Synthesis of catalytically active polymer-bound transition metal complexes for selective epoxidation of olefins

Abstract

Catalytically active metal-complexing polymers containing Mn(III) moieties were synthesized for use in the selective epoxidation of olefins. For this purpose two different monomers, 1b and 2b, bearing the Mn^(III)-Salen moiety (known to be a good candidate for catalyzing olefin epoxidation) were synthesized and subsequently copolymerized with ethylene glycol dimethacrylate, producing insoluble cross-linked polymer networks possessing a macroporous morphology.

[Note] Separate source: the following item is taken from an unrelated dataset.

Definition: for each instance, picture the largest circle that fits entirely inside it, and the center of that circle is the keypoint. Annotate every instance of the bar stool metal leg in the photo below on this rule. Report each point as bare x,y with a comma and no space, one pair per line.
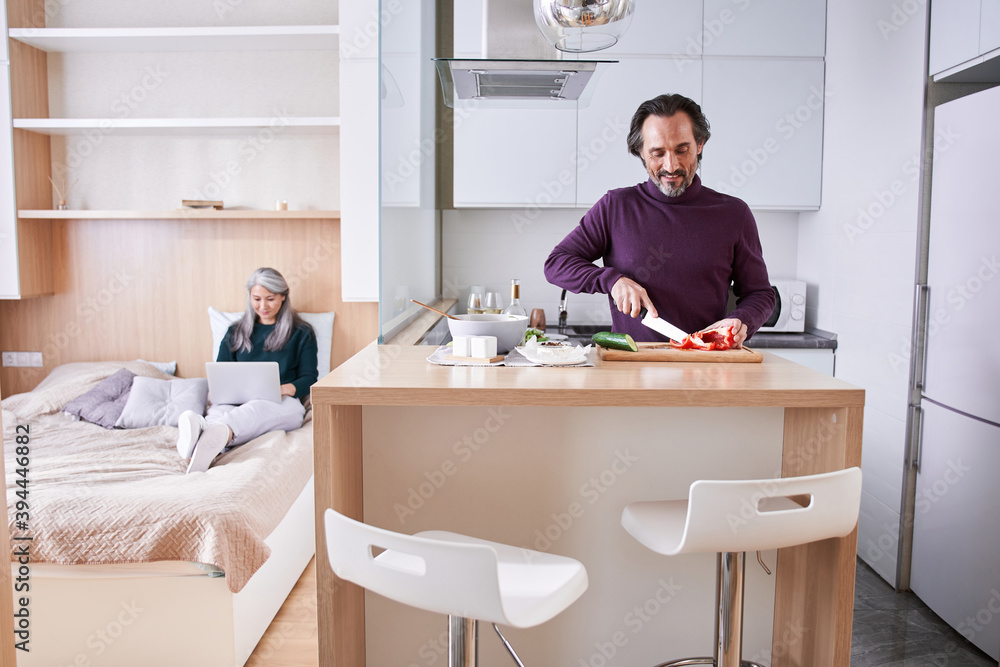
729,611
729,574
463,642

Metal-containing polymers were also obtained by chemical modification of cross-linked polymers bearing the Salen units (obtained by polymerizing 1a and 2a). The catalytic activities of all these polymers were evaluated during epoxidation of olefins. The polymers were able to catalyze the epoxidation of a variety of olefins at room temperature in the presence of iodosylbenzene (PhIO) as the terminal oxidant. The rates of epoxidations using these polymeric catalysts were relatively slow compared to that of the corresponding homogeneous system. However, the epoxidation reactions were selective with predominant formation of the desired epoxides over other side oxidation products. No significant influence of the spacer length between the polymer backbone and metal-complexing sites on the rate of epoxidation was observed.